Following this complaint, the contracting authority revised its decision and decided to award the public contract to Company B despite the “zero” indicated in its tender documents.
Challenging the withdrawal of the first award decision and the award of the public contract to its competitor, Company A, which had now been reclassified as the runner-up, contested the non-application by the contracting authority of the rule set out in Articles 61 and 63 of the RMP, arguing in substance that there had been an unlawful adjustment to B’s tender and that it was up to the interim judge to apply the solutions adopted by the lower courts.
Endorsing the position developed in his previous order on public contracts, the President of the Administrative Court of Luxembourg completed his approach by pointing out that the contracting authority’s change of mind could not be assimilated to a regularisation of the bid but merely amounted to an assessment of the bid at its fair value in the light of the explanations provided:
It also appears that the indication of a “zero” price in this case did not lead to a modification of the initial offer, nor, as Company A maintains, to any “regularisation”, nor, even less, to the opening up of a possibility, through the possible subterfuge of the indication of a “zero” price, of hiding a position with a view to the late indication, all of which would violate the principle of equality of tenders and would jeopardise the comparability of tenders, since Company B had only, in its request for an injunction of 1 August 2023, informed the contracting authority of the reasons for indicating such a “zero” price, namely that the two refuse containers were offered by the supplier.
On the other hand, and with regard to the role to which he should be confined, the judge admits that he cannot encroach on the analysis of the trial judges, but that this role should not render the judge’s office impervious to “parallel developments in case law“, especially if these make it possible to confirm the obviousness of the solution to be reached:
(…) However, this position of archivist in principle should not condemn the summary jurisdiction judge to immobility or to a wait-and-see attitude in the absence of recent case law, an absence resulting from the simple fact that the trial judges have not recently had to deal with such a question, while foreign case law and the general principles laid down by the Administrative Court tend towards a less formalistic and rigorous application of the disputed provision, the absence of recent case law cannot condemn the interim relief judge to confine himself to a backward-looking attitude and ignore parallel developments in case law.

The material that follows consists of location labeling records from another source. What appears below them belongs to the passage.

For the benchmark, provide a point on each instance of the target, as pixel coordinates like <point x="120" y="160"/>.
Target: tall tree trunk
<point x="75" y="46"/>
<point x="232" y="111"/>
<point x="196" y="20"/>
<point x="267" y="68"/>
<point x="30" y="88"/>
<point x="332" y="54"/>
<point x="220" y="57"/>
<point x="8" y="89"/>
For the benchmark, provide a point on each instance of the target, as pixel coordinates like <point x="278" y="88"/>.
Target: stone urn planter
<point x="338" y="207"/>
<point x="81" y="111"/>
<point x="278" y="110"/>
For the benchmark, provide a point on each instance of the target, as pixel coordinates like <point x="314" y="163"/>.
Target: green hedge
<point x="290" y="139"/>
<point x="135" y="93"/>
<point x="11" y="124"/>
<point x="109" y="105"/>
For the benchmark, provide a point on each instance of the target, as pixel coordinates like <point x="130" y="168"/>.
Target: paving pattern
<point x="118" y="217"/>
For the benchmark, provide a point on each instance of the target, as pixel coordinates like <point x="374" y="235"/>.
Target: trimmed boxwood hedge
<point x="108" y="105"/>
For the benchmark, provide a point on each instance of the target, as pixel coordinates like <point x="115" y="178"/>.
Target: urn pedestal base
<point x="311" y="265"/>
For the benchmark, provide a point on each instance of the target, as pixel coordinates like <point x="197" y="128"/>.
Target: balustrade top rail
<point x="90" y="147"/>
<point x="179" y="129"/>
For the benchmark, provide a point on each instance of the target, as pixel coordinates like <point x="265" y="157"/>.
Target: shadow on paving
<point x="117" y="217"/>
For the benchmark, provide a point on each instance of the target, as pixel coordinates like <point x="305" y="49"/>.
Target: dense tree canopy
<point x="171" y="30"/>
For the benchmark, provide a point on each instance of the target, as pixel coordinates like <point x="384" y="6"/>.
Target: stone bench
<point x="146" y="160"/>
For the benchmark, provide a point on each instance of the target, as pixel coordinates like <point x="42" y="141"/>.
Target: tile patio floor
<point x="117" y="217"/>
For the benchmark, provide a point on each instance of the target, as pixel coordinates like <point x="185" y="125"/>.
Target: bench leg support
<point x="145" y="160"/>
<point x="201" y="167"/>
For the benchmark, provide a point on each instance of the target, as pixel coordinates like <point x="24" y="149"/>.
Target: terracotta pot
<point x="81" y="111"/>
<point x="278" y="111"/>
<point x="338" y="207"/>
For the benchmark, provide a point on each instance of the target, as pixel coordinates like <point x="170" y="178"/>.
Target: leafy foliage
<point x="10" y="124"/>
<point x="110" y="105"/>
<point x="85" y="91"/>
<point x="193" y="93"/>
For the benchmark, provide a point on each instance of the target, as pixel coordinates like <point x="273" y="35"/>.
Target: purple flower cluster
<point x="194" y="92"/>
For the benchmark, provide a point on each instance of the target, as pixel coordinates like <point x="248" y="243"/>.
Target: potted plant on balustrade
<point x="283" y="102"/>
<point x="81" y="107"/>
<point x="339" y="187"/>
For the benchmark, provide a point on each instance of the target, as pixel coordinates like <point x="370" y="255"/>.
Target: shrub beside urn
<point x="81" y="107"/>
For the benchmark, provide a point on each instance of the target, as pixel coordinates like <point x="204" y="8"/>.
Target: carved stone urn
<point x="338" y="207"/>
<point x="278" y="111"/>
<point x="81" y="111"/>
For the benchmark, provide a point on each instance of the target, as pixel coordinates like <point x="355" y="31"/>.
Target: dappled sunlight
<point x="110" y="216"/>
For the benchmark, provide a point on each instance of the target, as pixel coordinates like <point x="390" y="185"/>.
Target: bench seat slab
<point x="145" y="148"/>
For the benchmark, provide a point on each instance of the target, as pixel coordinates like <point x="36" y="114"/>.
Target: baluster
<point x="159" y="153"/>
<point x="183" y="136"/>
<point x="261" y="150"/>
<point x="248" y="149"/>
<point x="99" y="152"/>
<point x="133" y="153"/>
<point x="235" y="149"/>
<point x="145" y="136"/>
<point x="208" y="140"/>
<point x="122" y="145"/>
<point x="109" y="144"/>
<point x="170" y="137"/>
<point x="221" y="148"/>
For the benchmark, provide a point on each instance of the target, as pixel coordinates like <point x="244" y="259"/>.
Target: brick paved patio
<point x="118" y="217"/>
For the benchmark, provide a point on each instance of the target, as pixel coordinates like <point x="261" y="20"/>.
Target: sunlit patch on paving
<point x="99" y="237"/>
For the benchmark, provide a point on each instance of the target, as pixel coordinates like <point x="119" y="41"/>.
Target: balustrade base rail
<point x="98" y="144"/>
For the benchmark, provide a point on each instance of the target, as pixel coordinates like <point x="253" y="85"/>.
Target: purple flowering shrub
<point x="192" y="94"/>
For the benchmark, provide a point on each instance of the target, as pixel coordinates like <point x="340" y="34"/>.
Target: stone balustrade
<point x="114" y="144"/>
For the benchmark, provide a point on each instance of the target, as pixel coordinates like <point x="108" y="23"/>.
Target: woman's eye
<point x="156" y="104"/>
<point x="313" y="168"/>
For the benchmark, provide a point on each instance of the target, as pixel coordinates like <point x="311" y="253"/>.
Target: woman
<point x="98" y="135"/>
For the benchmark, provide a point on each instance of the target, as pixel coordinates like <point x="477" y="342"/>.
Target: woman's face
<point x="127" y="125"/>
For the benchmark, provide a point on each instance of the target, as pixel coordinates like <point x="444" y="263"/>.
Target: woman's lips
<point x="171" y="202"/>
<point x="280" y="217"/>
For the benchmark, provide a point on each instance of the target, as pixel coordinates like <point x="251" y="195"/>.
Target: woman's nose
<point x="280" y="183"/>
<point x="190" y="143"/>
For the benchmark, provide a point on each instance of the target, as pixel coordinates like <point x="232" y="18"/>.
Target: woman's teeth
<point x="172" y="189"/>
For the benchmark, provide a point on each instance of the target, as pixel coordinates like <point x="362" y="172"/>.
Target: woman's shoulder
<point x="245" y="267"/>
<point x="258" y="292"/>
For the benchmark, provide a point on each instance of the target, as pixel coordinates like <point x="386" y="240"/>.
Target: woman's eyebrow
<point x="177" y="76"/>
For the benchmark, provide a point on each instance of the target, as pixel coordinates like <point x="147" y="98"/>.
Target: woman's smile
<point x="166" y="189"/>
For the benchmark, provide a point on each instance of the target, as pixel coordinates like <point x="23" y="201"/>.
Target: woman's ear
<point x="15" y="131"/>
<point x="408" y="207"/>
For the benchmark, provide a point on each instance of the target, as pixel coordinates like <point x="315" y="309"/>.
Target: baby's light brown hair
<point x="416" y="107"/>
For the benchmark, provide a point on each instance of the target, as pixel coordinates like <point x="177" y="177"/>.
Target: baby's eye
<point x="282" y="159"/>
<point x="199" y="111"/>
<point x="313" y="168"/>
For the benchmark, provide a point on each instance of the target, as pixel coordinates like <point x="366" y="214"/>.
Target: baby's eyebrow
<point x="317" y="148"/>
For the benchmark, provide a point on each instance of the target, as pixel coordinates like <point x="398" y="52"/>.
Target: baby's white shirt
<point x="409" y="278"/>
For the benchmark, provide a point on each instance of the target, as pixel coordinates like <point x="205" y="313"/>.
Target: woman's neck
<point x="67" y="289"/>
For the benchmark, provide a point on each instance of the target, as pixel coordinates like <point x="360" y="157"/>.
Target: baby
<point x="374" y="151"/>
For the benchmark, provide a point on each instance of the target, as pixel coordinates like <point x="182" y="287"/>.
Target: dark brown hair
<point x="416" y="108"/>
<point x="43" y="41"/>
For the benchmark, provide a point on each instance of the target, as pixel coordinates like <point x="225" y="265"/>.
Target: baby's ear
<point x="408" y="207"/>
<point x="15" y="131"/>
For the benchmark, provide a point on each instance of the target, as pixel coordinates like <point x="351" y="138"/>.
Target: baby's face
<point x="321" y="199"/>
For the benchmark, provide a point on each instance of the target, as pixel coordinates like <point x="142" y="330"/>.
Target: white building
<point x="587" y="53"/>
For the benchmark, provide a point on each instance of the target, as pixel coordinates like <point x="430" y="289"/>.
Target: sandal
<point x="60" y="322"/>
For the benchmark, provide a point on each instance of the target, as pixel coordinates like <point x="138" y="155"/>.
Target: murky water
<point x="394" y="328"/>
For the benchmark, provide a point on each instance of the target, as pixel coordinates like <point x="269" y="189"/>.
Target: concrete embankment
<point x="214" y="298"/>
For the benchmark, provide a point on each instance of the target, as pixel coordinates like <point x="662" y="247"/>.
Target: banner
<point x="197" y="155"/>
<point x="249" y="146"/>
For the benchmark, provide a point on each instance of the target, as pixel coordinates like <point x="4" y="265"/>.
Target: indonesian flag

Against this background, the President of the Administrative Court dismissed the action brought by Company A, thereby validating the approach of the contracting authority in admitting the disgression of the rule in Article 61 of the RMP.
4. Important points
From the point of view of the contracting authority, and in the presence of a “zero” (or “0”, or “nil”, or a crossed-out position), it is advisable to be cautious and ask the tenderer for explanations in order to understand the reasons for this anomaly.
If there are relevant reasons, a contracting authority should in principle accept the tender and refuse to apply article 61 of the RMP automatically.
In the absence of a response, or faced with an unsatisfactory response, the public purchaser will regain the option of rejecting the tender, being able to consider in particular that the absence of a price given for one (or more) position(s) prevents an effective comparison of the tenders submitted, if not an assessment of the economic viability of a tender.
From the tenderer’s point of view, it is still recommended that all the positions in the schedule be costed.
In the event of a similar situation, an explanatory note should accompany the bid submitted to defuse the problem by indicating from the outset the reasons for indicating a zero.